Die Frau, die vom Himmel fiel: Roman (German Edition)
Deckname ist offenbar Marcelle. Es gibt eine Adresse, wo sie unterkriechen sollte, aber sonst nichts. Sie sollen versuchen, Kontakt zu ihr aufzunehmen, und ihr die Ersatzteile bringen. Darum geht’s. Die waren in einem der Behälter vom letzten Abwurf.« Er nimmt noch einen Zug von seiner Zigarette und drückt sie aus, dann holt er ein in Wachspapier geschlagenes Päckchen aus seiner Tasche und reicht es ihr. »Natürlich können Sie den Inhalt auch getrennt verstecken. Zwei Röhren und zwei Kristalle. Gefährlich sind die Kristalle. Mit den Röhren kommen Sie bei einer Kontrolle vielleicht durch, aber die Kristalle würden Sie verraten. Sie müssen also verdammt vorsichtig sein.«
Sie öffnet das Päckchen, und da sind sie, die Bestandteile der mysteriösen Elektronik: zwei Radioröhren wie kleine Glühbirnen und zwei Kristalldetektoren, Bakelitquadrate so groß wie Briefmarken mit zwei Metallkontakten, die an einem Ende herausragen. Sie hat nie so richtig verstanden, wozu die Dinger eigentlich gut sind. Ned würde das natürlich verstehen, aber sie kann sich bloß noch an einen Vortrag in Beaulieu erinnern, wo von Dioden und Trioden die Rede war, von Kristallen und Megahertz und Raumwellen. Auch mit diesen Begriffen könnte Ned sicher was anfangen. Sie nimmt einen der Kristalldetektoren in die Hand und sieht ihn sich genauer an.

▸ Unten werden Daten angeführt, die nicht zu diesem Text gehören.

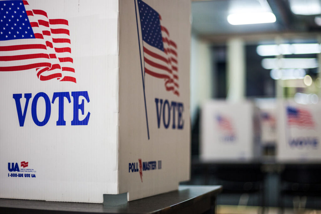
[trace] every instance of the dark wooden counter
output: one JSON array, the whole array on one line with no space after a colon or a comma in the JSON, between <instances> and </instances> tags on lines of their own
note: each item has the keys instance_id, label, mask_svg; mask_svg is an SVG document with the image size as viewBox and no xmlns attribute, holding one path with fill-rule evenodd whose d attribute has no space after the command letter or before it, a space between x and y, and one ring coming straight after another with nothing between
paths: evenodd
<instances>
[{"instance_id":1,"label":"dark wooden counter","mask_svg":"<svg viewBox=\"0 0 321 214\"><path fill-rule=\"evenodd\" d=\"M0 199L0 213L214 213L221 190L221 186L180 185L178 191L129 202L126 193L105 195L103 204Z\"/></svg>"}]
</instances>

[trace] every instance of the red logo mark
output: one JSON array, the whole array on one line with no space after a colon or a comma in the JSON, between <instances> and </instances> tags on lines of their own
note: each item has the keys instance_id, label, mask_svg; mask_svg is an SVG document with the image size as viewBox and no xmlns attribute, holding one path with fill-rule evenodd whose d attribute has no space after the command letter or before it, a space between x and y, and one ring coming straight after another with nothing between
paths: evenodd
<instances>
[{"instance_id":1,"label":"red logo mark","mask_svg":"<svg viewBox=\"0 0 321 214\"><path fill-rule=\"evenodd\" d=\"M141 180L142 182L143 182L143 171L142 170L143 167L142 164L142 159L138 159L138 164L139 165L139 174L141 176Z\"/></svg>"},{"instance_id":2,"label":"red logo mark","mask_svg":"<svg viewBox=\"0 0 321 214\"><path fill-rule=\"evenodd\" d=\"M28 162L26 162L26 161L22 161L21 163L21 166L23 168L27 167L28 166Z\"/></svg>"}]
</instances>

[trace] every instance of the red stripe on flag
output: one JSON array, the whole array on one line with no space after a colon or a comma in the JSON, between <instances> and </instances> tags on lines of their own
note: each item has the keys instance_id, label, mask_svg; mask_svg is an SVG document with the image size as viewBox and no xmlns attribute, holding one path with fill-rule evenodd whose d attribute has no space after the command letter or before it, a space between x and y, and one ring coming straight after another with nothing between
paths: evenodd
<instances>
[{"instance_id":1,"label":"red stripe on flag","mask_svg":"<svg viewBox=\"0 0 321 214\"><path fill-rule=\"evenodd\" d=\"M0 71L15 71L27 70L32 68L35 68L42 67L50 67L51 64L49 63L34 63L23 65L10 66L8 67L0 67Z\"/></svg>"},{"instance_id":2,"label":"red stripe on flag","mask_svg":"<svg viewBox=\"0 0 321 214\"><path fill-rule=\"evenodd\" d=\"M70 82L73 82L75 83L76 83L76 78L72 77L65 76L60 81L67 81Z\"/></svg>"},{"instance_id":3,"label":"red stripe on flag","mask_svg":"<svg viewBox=\"0 0 321 214\"><path fill-rule=\"evenodd\" d=\"M72 68L69 68L68 67L63 67L61 69L63 71L70 71L74 73L75 73L75 69Z\"/></svg>"},{"instance_id":4,"label":"red stripe on flag","mask_svg":"<svg viewBox=\"0 0 321 214\"><path fill-rule=\"evenodd\" d=\"M69 30L67 30L66 29L63 29L62 28L59 28L58 29L50 29L50 31L51 31L52 33L53 33L54 34L58 34L59 33L64 33L65 34L67 34L68 36L69 35Z\"/></svg>"},{"instance_id":5,"label":"red stripe on flag","mask_svg":"<svg viewBox=\"0 0 321 214\"><path fill-rule=\"evenodd\" d=\"M34 21L33 21L32 22L30 22L30 25L32 27L39 27L39 26L38 24L38 22L36 22Z\"/></svg>"},{"instance_id":6,"label":"red stripe on flag","mask_svg":"<svg viewBox=\"0 0 321 214\"><path fill-rule=\"evenodd\" d=\"M55 47L55 50L57 53L69 52L71 53L71 49L70 47Z\"/></svg>"},{"instance_id":7,"label":"red stripe on flag","mask_svg":"<svg viewBox=\"0 0 321 214\"><path fill-rule=\"evenodd\" d=\"M65 62L70 62L71 63L74 62L73 58L70 57L58 58L58 59L59 59L59 61L61 63L63 63Z\"/></svg>"},{"instance_id":8,"label":"red stripe on flag","mask_svg":"<svg viewBox=\"0 0 321 214\"><path fill-rule=\"evenodd\" d=\"M146 53L148 55L152 56L154 58L156 58L156 59L163 61L166 63L168 63L168 61L167 59L165 57L161 56L160 55L159 55L157 54L154 53L153 52L151 51L146 48L145 47L143 47L143 48L144 53Z\"/></svg>"},{"instance_id":9,"label":"red stripe on flag","mask_svg":"<svg viewBox=\"0 0 321 214\"><path fill-rule=\"evenodd\" d=\"M50 74L50 75L48 75L48 76L42 76L41 75L40 76L40 77L39 79L40 80L42 81L46 81L46 80L49 80L55 78L61 77L62 75L61 73L57 73Z\"/></svg>"},{"instance_id":10,"label":"red stripe on flag","mask_svg":"<svg viewBox=\"0 0 321 214\"><path fill-rule=\"evenodd\" d=\"M172 40L169 39L167 38L166 37L163 37L163 41L167 43L169 45L171 45L176 48L177 48L177 46L176 45L176 43L175 43Z\"/></svg>"},{"instance_id":11,"label":"red stripe on flag","mask_svg":"<svg viewBox=\"0 0 321 214\"><path fill-rule=\"evenodd\" d=\"M32 13L32 12L31 10L27 10L26 12L27 12L27 15L33 16L33 13Z\"/></svg>"},{"instance_id":12,"label":"red stripe on flag","mask_svg":"<svg viewBox=\"0 0 321 214\"><path fill-rule=\"evenodd\" d=\"M49 47L52 48L53 48L53 47L52 46L52 43L48 41L46 41L46 45L47 46L47 47Z\"/></svg>"},{"instance_id":13,"label":"red stripe on flag","mask_svg":"<svg viewBox=\"0 0 321 214\"><path fill-rule=\"evenodd\" d=\"M171 48L164 48L164 52L165 52L165 53L167 54L168 53L170 53L172 54L175 55L176 56L177 56L177 53L175 50L173 50Z\"/></svg>"},{"instance_id":14,"label":"red stripe on flag","mask_svg":"<svg viewBox=\"0 0 321 214\"><path fill-rule=\"evenodd\" d=\"M145 68L145 73L148 73L150 75L151 75L153 77L157 77L157 78L161 78L163 79L170 79L169 76L167 75L166 75L165 74L163 74L160 73L155 73L155 72L153 72L150 70L146 68Z\"/></svg>"},{"instance_id":15,"label":"red stripe on flag","mask_svg":"<svg viewBox=\"0 0 321 214\"><path fill-rule=\"evenodd\" d=\"M43 10L33 10L32 11L33 12L34 14L42 15L43 16L45 16L47 18L48 18L48 16L47 16L47 13Z\"/></svg>"},{"instance_id":16,"label":"red stripe on flag","mask_svg":"<svg viewBox=\"0 0 321 214\"><path fill-rule=\"evenodd\" d=\"M40 25L42 25L43 26L48 27L49 27L49 22L48 22L47 21L40 19L38 20L38 23L39 23L39 24Z\"/></svg>"},{"instance_id":17,"label":"red stripe on flag","mask_svg":"<svg viewBox=\"0 0 321 214\"><path fill-rule=\"evenodd\" d=\"M44 36L50 36L51 35L50 31L49 30L43 30L42 34L43 34Z\"/></svg>"},{"instance_id":18,"label":"red stripe on flag","mask_svg":"<svg viewBox=\"0 0 321 214\"><path fill-rule=\"evenodd\" d=\"M54 64L51 65L51 67L48 71L52 71L55 69L61 69L61 67L59 64Z\"/></svg>"},{"instance_id":19,"label":"red stripe on flag","mask_svg":"<svg viewBox=\"0 0 321 214\"><path fill-rule=\"evenodd\" d=\"M18 55L14 56L0 56L0 61L13 61L20 60L29 59L36 59L37 58L49 58L48 54L25 54L24 55Z\"/></svg>"},{"instance_id":20,"label":"red stripe on flag","mask_svg":"<svg viewBox=\"0 0 321 214\"><path fill-rule=\"evenodd\" d=\"M166 71L170 73L172 73L172 70L166 66L164 66L164 65L162 65L161 64L154 62L153 62L149 60L146 57L144 57L144 60L145 61L145 62L146 63L152 66L153 67L154 67L155 68L161 69L162 70Z\"/></svg>"},{"instance_id":21,"label":"red stripe on flag","mask_svg":"<svg viewBox=\"0 0 321 214\"><path fill-rule=\"evenodd\" d=\"M169 59L170 60L170 61L171 61L172 62L173 62L176 64L177 64L177 60L176 59L175 59L175 58L171 57L169 58Z\"/></svg>"},{"instance_id":22,"label":"red stripe on flag","mask_svg":"<svg viewBox=\"0 0 321 214\"><path fill-rule=\"evenodd\" d=\"M37 33L34 34L35 38L36 39L43 39L43 36L41 34Z\"/></svg>"},{"instance_id":23,"label":"red stripe on flag","mask_svg":"<svg viewBox=\"0 0 321 214\"><path fill-rule=\"evenodd\" d=\"M56 56L56 55L55 54L49 54L49 57L50 57L50 59L56 59L57 56Z\"/></svg>"},{"instance_id":24,"label":"red stripe on flag","mask_svg":"<svg viewBox=\"0 0 321 214\"><path fill-rule=\"evenodd\" d=\"M49 23L50 24L65 24L68 25L68 21L65 19L49 19Z\"/></svg>"},{"instance_id":25,"label":"red stripe on flag","mask_svg":"<svg viewBox=\"0 0 321 214\"><path fill-rule=\"evenodd\" d=\"M53 38L52 42L54 43L69 43L70 44L70 40L69 39L55 39Z\"/></svg>"},{"instance_id":26,"label":"red stripe on flag","mask_svg":"<svg viewBox=\"0 0 321 214\"><path fill-rule=\"evenodd\" d=\"M44 45L35 44L32 45L18 45L10 46L0 46L0 51L7 51L26 49L47 49Z\"/></svg>"},{"instance_id":27,"label":"red stripe on flag","mask_svg":"<svg viewBox=\"0 0 321 214\"><path fill-rule=\"evenodd\" d=\"M168 32L168 30L167 29L164 27L164 26L160 26L160 30L162 31L163 31L167 34L167 36L169 36L169 32Z\"/></svg>"}]
</instances>

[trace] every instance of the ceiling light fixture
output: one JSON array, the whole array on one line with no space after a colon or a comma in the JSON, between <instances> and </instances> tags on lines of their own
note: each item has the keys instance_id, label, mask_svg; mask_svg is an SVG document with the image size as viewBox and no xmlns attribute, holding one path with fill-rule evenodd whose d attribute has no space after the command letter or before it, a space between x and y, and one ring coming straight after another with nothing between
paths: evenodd
<instances>
[{"instance_id":1,"label":"ceiling light fixture","mask_svg":"<svg viewBox=\"0 0 321 214\"><path fill-rule=\"evenodd\" d=\"M233 25L275 22L276 18L273 13L232 13L227 16L229 23Z\"/></svg>"},{"instance_id":2,"label":"ceiling light fixture","mask_svg":"<svg viewBox=\"0 0 321 214\"><path fill-rule=\"evenodd\" d=\"M260 56L277 56L281 54L308 54L321 53L320 45L316 43L259 45L256 52Z\"/></svg>"}]
</instances>

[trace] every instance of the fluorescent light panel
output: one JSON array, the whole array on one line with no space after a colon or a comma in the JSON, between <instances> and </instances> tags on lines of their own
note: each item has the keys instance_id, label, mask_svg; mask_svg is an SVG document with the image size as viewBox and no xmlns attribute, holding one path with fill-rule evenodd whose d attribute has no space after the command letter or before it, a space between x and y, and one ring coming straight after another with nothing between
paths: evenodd
<instances>
[{"instance_id":1,"label":"fluorescent light panel","mask_svg":"<svg viewBox=\"0 0 321 214\"><path fill-rule=\"evenodd\" d=\"M320 45L317 43L281 44L259 45L256 52L260 56L277 56L281 54L307 54L321 53Z\"/></svg>"},{"instance_id":2,"label":"fluorescent light panel","mask_svg":"<svg viewBox=\"0 0 321 214\"><path fill-rule=\"evenodd\" d=\"M273 69L270 75L274 80L295 80L303 79L307 74L302 69Z\"/></svg>"},{"instance_id":3,"label":"fluorescent light panel","mask_svg":"<svg viewBox=\"0 0 321 214\"><path fill-rule=\"evenodd\" d=\"M290 0L290 8L295 14L310 15L321 13L320 0Z\"/></svg>"},{"instance_id":4,"label":"fluorescent light panel","mask_svg":"<svg viewBox=\"0 0 321 214\"><path fill-rule=\"evenodd\" d=\"M319 66L316 58L265 58L262 60L265 69L313 68Z\"/></svg>"},{"instance_id":5,"label":"fluorescent light panel","mask_svg":"<svg viewBox=\"0 0 321 214\"><path fill-rule=\"evenodd\" d=\"M275 16L270 12L232 13L227 16L228 21L233 25L272 23L276 21Z\"/></svg>"}]
</instances>

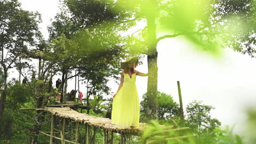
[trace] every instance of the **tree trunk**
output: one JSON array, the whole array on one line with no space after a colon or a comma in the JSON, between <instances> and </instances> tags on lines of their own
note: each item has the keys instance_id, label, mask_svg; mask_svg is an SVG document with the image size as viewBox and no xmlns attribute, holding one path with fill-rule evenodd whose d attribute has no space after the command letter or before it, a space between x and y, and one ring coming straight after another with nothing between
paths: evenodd
<instances>
[{"instance_id":1,"label":"tree trunk","mask_svg":"<svg viewBox=\"0 0 256 144\"><path fill-rule=\"evenodd\" d=\"M7 69L4 67L4 89L2 92L1 98L0 99L0 117L2 117L4 111L6 96L7 95Z\"/></svg>"},{"instance_id":2,"label":"tree trunk","mask_svg":"<svg viewBox=\"0 0 256 144\"><path fill-rule=\"evenodd\" d=\"M156 35L155 18L153 16L147 17L148 33L148 101L147 115L149 120L158 120L158 51L156 50Z\"/></svg>"},{"instance_id":3,"label":"tree trunk","mask_svg":"<svg viewBox=\"0 0 256 144\"><path fill-rule=\"evenodd\" d=\"M19 81L22 83L21 81L21 58L20 57L19 61L20 62L20 65L19 65Z\"/></svg>"},{"instance_id":4,"label":"tree trunk","mask_svg":"<svg viewBox=\"0 0 256 144\"><path fill-rule=\"evenodd\" d=\"M65 74L66 73L65 71L62 71L62 77L61 77L61 85L60 86L61 90L61 97L60 99L60 102L61 103L63 103L63 94L64 93L64 83L65 83Z\"/></svg>"},{"instance_id":5,"label":"tree trunk","mask_svg":"<svg viewBox=\"0 0 256 144\"><path fill-rule=\"evenodd\" d=\"M41 70L42 70L42 59L39 59L39 64L38 64L38 80L40 80L41 79Z\"/></svg>"},{"instance_id":6,"label":"tree trunk","mask_svg":"<svg viewBox=\"0 0 256 144\"><path fill-rule=\"evenodd\" d=\"M66 101L67 101L67 74L68 72L66 72L65 74L65 87L64 88L64 93L63 94L63 102L64 104L66 104Z\"/></svg>"}]
</instances>

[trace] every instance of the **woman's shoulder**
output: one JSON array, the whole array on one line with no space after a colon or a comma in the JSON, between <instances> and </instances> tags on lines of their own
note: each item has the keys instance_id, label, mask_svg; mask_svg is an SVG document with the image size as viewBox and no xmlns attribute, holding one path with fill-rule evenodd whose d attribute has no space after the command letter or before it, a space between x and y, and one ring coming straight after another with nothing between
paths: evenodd
<instances>
[{"instance_id":1,"label":"woman's shoulder","mask_svg":"<svg viewBox=\"0 0 256 144\"><path fill-rule=\"evenodd\" d=\"M120 74L121 75L123 75L124 73L124 73L124 71L123 70Z\"/></svg>"}]
</instances>

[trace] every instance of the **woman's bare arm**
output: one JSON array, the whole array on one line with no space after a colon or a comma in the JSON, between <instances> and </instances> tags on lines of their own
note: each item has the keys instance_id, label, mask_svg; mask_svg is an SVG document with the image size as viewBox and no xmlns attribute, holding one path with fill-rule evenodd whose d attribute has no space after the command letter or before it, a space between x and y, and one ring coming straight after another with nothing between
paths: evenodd
<instances>
[{"instance_id":1,"label":"woman's bare arm","mask_svg":"<svg viewBox=\"0 0 256 144\"><path fill-rule=\"evenodd\" d=\"M117 93L118 93L118 92L120 91L121 88L123 87L123 84L124 84L124 74L123 74L123 73L121 73L121 81L120 82L119 87L118 87L118 89L117 93L115 94L114 94L114 95L113 96L113 98L115 98L115 95L117 94Z\"/></svg>"},{"instance_id":2,"label":"woman's bare arm","mask_svg":"<svg viewBox=\"0 0 256 144\"><path fill-rule=\"evenodd\" d=\"M141 73L138 71L136 71L136 75L138 75L138 76L148 76L148 73L147 74L144 74L144 73Z\"/></svg>"}]
</instances>

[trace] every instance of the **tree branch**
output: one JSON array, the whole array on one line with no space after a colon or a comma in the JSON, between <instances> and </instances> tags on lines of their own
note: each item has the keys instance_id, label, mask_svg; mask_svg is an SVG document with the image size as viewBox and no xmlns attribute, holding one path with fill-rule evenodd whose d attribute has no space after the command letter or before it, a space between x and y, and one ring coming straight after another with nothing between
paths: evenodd
<instances>
[{"instance_id":1,"label":"tree branch","mask_svg":"<svg viewBox=\"0 0 256 144\"><path fill-rule=\"evenodd\" d=\"M227 32L223 32L223 33L210 33L210 32L187 32L187 33L179 33L176 34L171 34L171 35L165 35L164 36L160 37L156 39L156 43L159 42L162 39L165 38L175 38L179 35L193 35L193 34L206 34L206 35L211 35L211 34L223 34L223 33L228 33Z\"/></svg>"}]
</instances>

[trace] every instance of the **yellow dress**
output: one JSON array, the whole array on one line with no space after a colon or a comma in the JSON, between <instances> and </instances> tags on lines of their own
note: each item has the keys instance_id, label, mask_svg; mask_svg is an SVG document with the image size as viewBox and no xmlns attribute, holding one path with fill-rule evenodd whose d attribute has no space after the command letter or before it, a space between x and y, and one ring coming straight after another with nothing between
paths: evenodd
<instances>
[{"instance_id":1,"label":"yellow dress","mask_svg":"<svg viewBox=\"0 0 256 144\"><path fill-rule=\"evenodd\" d=\"M136 74L124 74L124 85L113 100L111 119L113 124L124 127L138 127L139 101L136 85Z\"/></svg>"}]
</instances>

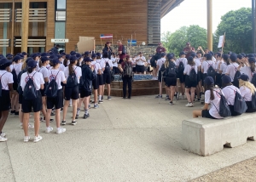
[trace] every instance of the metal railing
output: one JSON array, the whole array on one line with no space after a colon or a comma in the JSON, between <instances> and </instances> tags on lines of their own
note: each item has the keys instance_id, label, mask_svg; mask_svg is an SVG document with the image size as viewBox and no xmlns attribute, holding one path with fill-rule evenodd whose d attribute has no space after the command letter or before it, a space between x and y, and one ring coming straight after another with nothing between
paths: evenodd
<instances>
[{"instance_id":1,"label":"metal railing","mask_svg":"<svg viewBox=\"0 0 256 182\"><path fill-rule=\"evenodd\" d=\"M11 20L11 9L0 9L0 22L9 22Z\"/></svg>"},{"instance_id":2,"label":"metal railing","mask_svg":"<svg viewBox=\"0 0 256 182\"><path fill-rule=\"evenodd\" d=\"M21 39L15 39L15 47L21 47ZM27 39L27 47L44 48L46 39Z\"/></svg>"},{"instance_id":3,"label":"metal railing","mask_svg":"<svg viewBox=\"0 0 256 182\"><path fill-rule=\"evenodd\" d=\"M46 21L46 9L29 9L29 22L45 22ZM22 9L15 9L15 21L21 22Z\"/></svg>"}]
</instances>

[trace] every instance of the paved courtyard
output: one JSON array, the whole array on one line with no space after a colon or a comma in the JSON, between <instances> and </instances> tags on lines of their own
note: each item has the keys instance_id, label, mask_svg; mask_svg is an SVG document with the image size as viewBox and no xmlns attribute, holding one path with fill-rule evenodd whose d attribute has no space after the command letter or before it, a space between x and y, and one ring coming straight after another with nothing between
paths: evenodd
<instances>
[{"instance_id":1,"label":"paved courtyard","mask_svg":"<svg viewBox=\"0 0 256 182\"><path fill-rule=\"evenodd\" d=\"M254 141L205 157L183 151L182 121L202 105L158 104L154 97L104 100L90 118L67 124L60 135L44 133L41 122L44 139L36 144L23 143L18 117L9 116L3 128L9 140L0 143L0 181L188 181L256 156Z\"/></svg>"}]
</instances>

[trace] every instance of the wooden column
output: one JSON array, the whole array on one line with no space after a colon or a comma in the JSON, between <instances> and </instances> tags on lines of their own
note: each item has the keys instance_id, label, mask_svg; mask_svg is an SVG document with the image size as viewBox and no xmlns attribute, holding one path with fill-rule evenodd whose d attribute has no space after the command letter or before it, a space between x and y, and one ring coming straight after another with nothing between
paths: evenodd
<instances>
[{"instance_id":1,"label":"wooden column","mask_svg":"<svg viewBox=\"0 0 256 182\"><path fill-rule=\"evenodd\" d=\"M207 43L212 51L212 0L207 0Z\"/></svg>"},{"instance_id":2,"label":"wooden column","mask_svg":"<svg viewBox=\"0 0 256 182\"><path fill-rule=\"evenodd\" d=\"M29 0L22 0L21 52L27 52Z\"/></svg>"}]
</instances>

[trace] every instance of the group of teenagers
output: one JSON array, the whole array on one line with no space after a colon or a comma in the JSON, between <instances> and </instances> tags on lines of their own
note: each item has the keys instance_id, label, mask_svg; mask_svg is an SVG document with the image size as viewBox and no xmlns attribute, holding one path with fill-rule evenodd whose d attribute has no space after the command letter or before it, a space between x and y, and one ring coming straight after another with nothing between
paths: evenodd
<instances>
[{"instance_id":1,"label":"group of teenagers","mask_svg":"<svg viewBox=\"0 0 256 182\"><path fill-rule=\"evenodd\" d=\"M188 100L187 107L193 107L195 94L204 104L202 110L194 111L193 117L221 119L256 111L256 70L253 54L224 54L201 52L186 56L180 52L176 59L173 54L161 53L156 61L159 71L160 94L162 98L162 82L165 82L166 100L173 105L177 80L181 97ZM177 79L178 78L178 79ZM201 100L204 94L204 100ZM223 113L224 112L224 113Z\"/></svg>"},{"instance_id":2,"label":"group of teenagers","mask_svg":"<svg viewBox=\"0 0 256 182\"><path fill-rule=\"evenodd\" d=\"M105 99L111 100L112 70L113 61L108 59L108 52L85 52L83 55L74 51L69 54L35 53L29 57L25 52L16 55L8 54L5 57L0 54L0 141L8 139L3 128L9 110L20 117L24 142L30 140L29 128L34 128L34 142L43 139L39 135L40 121L45 121L45 133L52 132L51 116L55 117L55 133L64 133L66 128L61 125L67 123L68 106L73 106L72 125L77 123L82 104L83 117L88 118L90 103L94 103L96 109L103 103L105 84L108 87ZM90 99L92 92L93 101ZM31 112L34 113L34 125L29 123ZM40 113L44 117L40 118Z\"/></svg>"}]
</instances>

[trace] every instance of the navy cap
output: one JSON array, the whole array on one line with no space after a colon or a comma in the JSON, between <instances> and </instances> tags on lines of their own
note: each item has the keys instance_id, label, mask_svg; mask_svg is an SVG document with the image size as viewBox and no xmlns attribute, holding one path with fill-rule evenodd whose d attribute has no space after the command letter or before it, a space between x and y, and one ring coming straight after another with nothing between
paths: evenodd
<instances>
[{"instance_id":1,"label":"navy cap","mask_svg":"<svg viewBox=\"0 0 256 182\"><path fill-rule=\"evenodd\" d=\"M181 55L185 55L186 54L183 52L183 51L182 51L182 52L180 52L179 53L179 56L181 56Z\"/></svg>"},{"instance_id":2,"label":"navy cap","mask_svg":"<svg viewBox=\"0 0 256 182\"><path fill-rule=\"evenodd\" d=\"M172 57L172 54L167 54L167 55L166 55L166 58L169 60L172 60L173 59L173 57Z\"/></svg>"},{"instance_id":3,"label":"navy cap","mask_svg":"<svg viewBox=\"0 0 256 182\"><path fill-rule=\"evenodd\" d=\"M96 58L96 57L97 57L97 55L96 54L91 54L91 58Z\"/></svg>"},{"instance_id":4,"label":"navy cap","mask_svg":"<svg viewBox=\"0 0 256 182\"><path fill-rule=\"evenodd\" d=\"M230 82L231 82L231 77L230 76L228 76L228 75L224 75L221 77L221 80L222 80L223 83L230 83Z\"/></svg>"},{"instance_id":5,"label":"navy cap","mask_svg":"<svg viewBox=\"0 0 256 182\"><path fill-rule=\"evenodd\" d=\"M90 55L90 52L89 51L85 51L84 52L84 55Z\"/></svg>"},{"instance_id":6,"label":"navy cap","mask_svg":"<svg viewBox=\"0 0 256 182\"><path fill-rule=\"evenodd\" d=\"M249 77L246 74L241 74L238 79L243 80L243 81L249 81Z\"/></svg>"},{"instance_id":7,"label":"navy cap","mask_svg":"<svg viewBox=\"0 0 256 182\"><path fill-rule=\"evenodd\" d=\"M256 62L255 58L249 58L248 61L249 61L249 63L255 63Z\"/></svg>"},{"instance_id":8,"label":"navy cap","mask_svg":"<svg viewBox=\"0 0 256 182\"><path fill-rule=\"evenodd\" d=\"M210 54L210 53L208 53L208 54L207 54L207 60L212 60L212 54Z\"/></svg>"},{"instance_id":9,"label":"navy cap","mask_svg":"<svg viewBox=\"0 0 256 182\"><path fill-rule=\"evenodd\" d=\"M38 65L38 62L35 60L29 60L29 61L27 61L27 64L26 64L27 67L30 67L30 68L35 68L37 66L37 65Z\"/></svg>"},{"instance_id":10,"label":"navy cap","mask_svg":"<svg viewBox=\"0 0 256 182\"><path fill-rule=\"evenodd\" d=\"M78 60L78 58L74 55L72 55L69 58L70 62L75 62L77 60Z\"/></svg>"},{"instance_id":11,"label":"navy cap","mask_svg":"<svg viewBox=\"0 0 256 182\"><path fill-rule=\"evenodd\" d=\"M59 60L58 58L52 59L52 60L51 60L51 62L52 62L54 65L61 63L61 62Z\"/></svg>"},{"instance_id":12,"label":"navy cap","mask_svg":"<svg viewBox=\"0 0 256 182\"><path fill-rule=\"evenodd\" d=\"M84 62L91 62L92 60L91 60L90 57L85 57L85 58L84 59Z\"/></svg>"},{"instance_id":13,"label":"navy cap","mask_svg":"<svg viewBox=\"0 0 256 182\"><path fill-rule=\"evenodd\" d=\"M192 56L189 56L189 58L188 58L188 61L191 61L191 60L193 60L194 59L193 59L193 57Z\"/></svg>"},{"instance_id":14,"label":"navy cap","mask_svg":"<svg viewBox=\"0 0 256 182\"><path fill-rule=\"evenodd\" d=\"M6 58L2 58L0 60L0 66L3 66L3 65L9 66L11 64L12 61L7 60Z\"/></svg>"},{"instance_id":15,"label":"navy cap","mask_svg":"<svg viewBox=\"0 0 256 182\"><path fill-rule=\"evenodd\" d=\"M17 61L17 60L21 60L21 58L19 55L16 55L13 58L13 61Z\"/></svg>"},{"instance_id":16,"label":"navy cap","mask_svg":"<svg viewBox=\"0 0 256 182\"><path fill-rule=\"evenodd\" d=\"M204 82L207 84L207 85L213 85L214 84L214 80L212 77L207 77L204 80Z\"/></svg>"},{"instance_id":17,"label":"navy cap","mask_svg":"<svg viewBox=\"0 0 256 182\"><path fill-rule=\"evenodd\" d=\"M165 57L166 55L166 53L161 53L161 57Z\"/></svg>"},{"instance_id":18,"label":"navy cap","mask_svg":"<svg viewBox=\"0 0 256 182\"><path fill-rule=\"evenodd\" d=\"M236 54L231 54L230 56L230 60L232 61L232 62L235 62L236 60L237 60L237 55Z\"/></svg>"},{"instance_id":19,"label":"navy cap","mask_svg":"<svg viewBox=\"0 0 256 182\"><path fill-rule=\"evenodd\" d=\"M47 56L42 56L41 57L41 62L42 63L44 63L47 60L49 60L49 58L48 58Z\"/></svg>"}]
</instances>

»Ziemlich leicht zu verbergen bei einer Routinekontrolle, schätz ich.« Der Patron lacht. »Wenn Sie sich die Dinger vorn in die Unterhose stecken oder so. Aber bei einer richtigen Leibesvisitation sind Sie geliefert.« Er reicht ihr einen Zettel aus Reispapier, das sich im Nu herunterschlucken lässt. »Das ist eine Adresse, wo Sie unterschlüpfen können. Eine Stationsschwester in der Salpêtrière. Sie heißt Béatrice. Sagen Sie ihr, Ricard schickt Sie. Dann weiß sie Bescheid. Und nicht vergessen, Paris ist nicht wie hier. Hier ist man einigermaßen sicher, wenn man keine Dummheiten macht. Aber in Paris …« Er zuckt die Achseln und betrachtet sie mit einem Blick, der als sorgenvoll durchgehen könnte, während er sich wieder eine Zigarette anzündet. »Da ist es beschissen wie immer, fürchte ich.«
III
Nachdem der Patron gegangen ist, tritt sie ans Fenster, schaut in den kleinen Garten und denkt an Clément. Und an den aalglatten Mann im Nadelstreifenanzug namens Fawley. Aufregung kommt Furcht sehr nahe: das gleiche Herzrasen, der gleiche trockene Mund, der gleiche Schweißfilm unter den Armen. Also, was von beidem empfindet sie, jetzt, wo sie weiß, dass sie nach Paris muss? Aufregung oder Furcht? Oder beides?
Und dann denkt sie an Yvette, dieses Kind im Körper einer Frau, das kleine Mädchen, dem Witwenschaft und Mutterschaft und Kriegschaos über den Kopf gewachsen waren, das an ihrer Wange geweint und geflüstert hatte, dass sie nicht gut genug ist, dass sie nie nach Frankreich geschickt werden würde. Was, so fragt sie sich, spielt Yvette für eine Rolle in diesem ganzen Theater?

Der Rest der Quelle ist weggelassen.